Brandon’s presentation provides a comprehensive blueprint for businesses to leverage data in shaping pricing strategies. The real-world impact is evident in Flink’s pricing strategy in Germany, demonstrating the tangible benefits of data-driven decisions. As businesses navigate the competitive landscape, Brandon’s insights serve as a guide for making informed and strategic pricing decisions.
A1 – Brandon Beckett (Senior Data Analyst in Pricing at Flink)
That’s a very good question. Kind of one of the million dollar questions here is difficult to identify key value items. We’ve had a lot of different analysts and a lot of different discussions over many months on what key value items are, which products we have that are key value items, which ones that aren’t. And I think elasticity is probably one of the better ways to sort of determine which of your items are key value items. But it’s challenging. There’s a lot of different factors that can go into it. I would also say we’re even starting to look into something now more like user level key value items, because maybe I know the price of something very specific really well, but no one else really knows the price of that item very well. So for me, it kind of acts as a key value item, even though for most people it doesn’t. So, yeah, it can get a little bit tricky.

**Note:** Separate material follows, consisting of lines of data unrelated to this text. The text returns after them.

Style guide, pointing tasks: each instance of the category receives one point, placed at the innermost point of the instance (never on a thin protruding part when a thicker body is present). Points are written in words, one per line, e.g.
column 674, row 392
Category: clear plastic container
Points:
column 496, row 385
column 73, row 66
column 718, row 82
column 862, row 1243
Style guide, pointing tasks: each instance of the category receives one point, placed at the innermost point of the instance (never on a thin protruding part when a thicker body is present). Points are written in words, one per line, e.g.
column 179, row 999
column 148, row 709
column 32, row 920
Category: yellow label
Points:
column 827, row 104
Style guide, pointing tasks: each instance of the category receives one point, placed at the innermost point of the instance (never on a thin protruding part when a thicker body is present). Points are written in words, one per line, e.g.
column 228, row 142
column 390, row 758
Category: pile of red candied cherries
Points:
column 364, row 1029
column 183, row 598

Q2 – Pravin Venkatraman (Product, Pricing & Monetization Strategy at ReserMine Technology Solutions):
In my experience, when we defined KVI, it was based on the historical transactions, the volume that you consider as well as suppose, for example, the top hundred products of yours, which has great volume as well as good. And, you know, that defines the price perception, that is the image of the customer who is coming to your store. Those are considered as high KVI items, HKVI. And then you would classify the remaining second set as KVI and then the remaining as non KVI. So it’s just a type of segmentation part.
A2 – Brandon: Yeah, we’ve done something similar to that as well. But we’ve also found through price testing that there were certain items that we thought were not KVIs, and they turned out to be very much KVIs and vice versa. So really trying to dig through the data that you have, impression data, order data, depending on what kind of data you have, you can maybe find some kind of unique solution there to identifying your key value.
Q3 – Pravin: If I may, Brandon, how do you define the match score?
A3 – Brandon: The match score is defined through either manual matching, just kind of manually setting it to 100 or barcode matching, like I mentioned, manually setting it to ten. And then we have this other method with Open AI.
Q4 – Sebastian Dienemann (Head of Revenue Management at flaschenpost SE): How do you use “Vector embeddings” by Open AI for matching? Is there an API you can use?
A4 – Brandon: So you just use OpenAI to take your product name, your competitor’s product name, and then translate that into a vector embedding. And then you’re comparing it to see what the probability is that those two product names actually match. And yes, there’s an API that you can actually use to make that happen. I’m sure if you search something online. I remember searching online, and there was a pretty good tutorial on how to use it for matching because people use this also for matching a lot more than just like product names, but for a lot of search engines and different use cases like that, there’s lots of resources out there for it.